Portfolio turnover remained low. I bought shares equivalent to 2.1% of my portfolio’s year-start value, and did not sell any shares.
Trading costs were kept modest. Dealing commissions, stamp duty, foreign-exchange costs and account-management fees net of interest received represented an aggregate 0.04% of my portfolio’s year-start value.
So here we go into 2023, with my current investments confirmed below:
My top eight holdings each represent at least 8% of my portfolio, and therefore all stand a good chance of influencing my 2023 result. And this year I do not start with an oversized position that could adversely dominate proceedings!

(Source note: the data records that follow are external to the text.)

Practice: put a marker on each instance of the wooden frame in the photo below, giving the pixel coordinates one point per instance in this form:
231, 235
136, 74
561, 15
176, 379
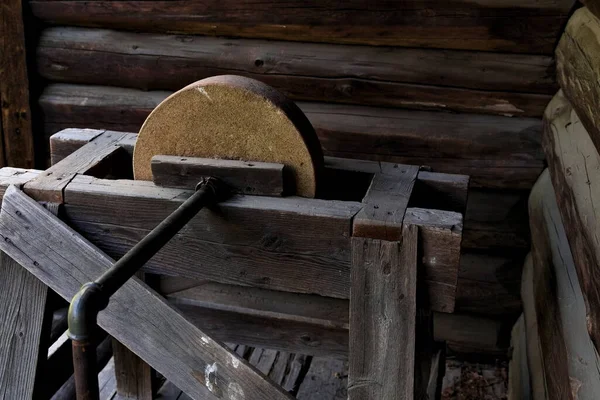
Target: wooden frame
295, 248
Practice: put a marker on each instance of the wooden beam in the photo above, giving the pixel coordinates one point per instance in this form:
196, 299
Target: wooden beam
203, 369
23, 331
497, 152
574, 164
246, 177
578, 69
383, 317
566, 346
498, 25
14, 88
489, 83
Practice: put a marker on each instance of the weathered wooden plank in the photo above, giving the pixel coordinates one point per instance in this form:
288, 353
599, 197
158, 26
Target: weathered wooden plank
22, 331
498, 25
574, 164
99, 156
17, 135
203, 369
391, 77
385, 205
495, 151
246, 177
170, 62
382, 317
306, 324
567, 349
578, 69
133, 375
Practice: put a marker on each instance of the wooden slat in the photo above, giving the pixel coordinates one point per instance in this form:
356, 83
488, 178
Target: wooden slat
203, 369
574, 164
393, 77
22, 345
17, 135
382, 317
385, 204
578, 69
246, 177
99, 156
495, 151
511, 26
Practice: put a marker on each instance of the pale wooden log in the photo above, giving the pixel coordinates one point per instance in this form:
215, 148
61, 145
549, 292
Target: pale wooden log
574, 163
495, 151
204, 369
22, 331
17, 137
382, 317
578, 68
497, 25
566, 347
246, 177
488, 83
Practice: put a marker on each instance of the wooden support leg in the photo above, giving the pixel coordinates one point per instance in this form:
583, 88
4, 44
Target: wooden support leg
382, 317
23, 330
134, 376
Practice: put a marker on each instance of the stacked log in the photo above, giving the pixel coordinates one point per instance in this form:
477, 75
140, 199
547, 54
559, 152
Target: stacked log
430, 84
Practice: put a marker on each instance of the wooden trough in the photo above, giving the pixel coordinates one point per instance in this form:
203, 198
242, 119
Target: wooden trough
364, 272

As usual I have no idea how the market will behave during the next twelve months. But I remain convinced that pinpointing smaller businesses that offer decent accounts, capable managers, respectable prospects and modest valuations remains a sensible long-term approach.
That said, this year’s portfolio review may one day prompt some strategic tweaking. I can’t ignore the encouraging income progress for example, and perhaps I may have more success tilting my stock-picking towards dividends. The companies I hold purely for capital gains — in particular System1, Tasty and Tristel — do seem more prone to suffer frustrating setbacks than others in my portfolio.
For now at least, I will gladly take any capital gains (and dividends!) to support a portfolio rebound during 2023!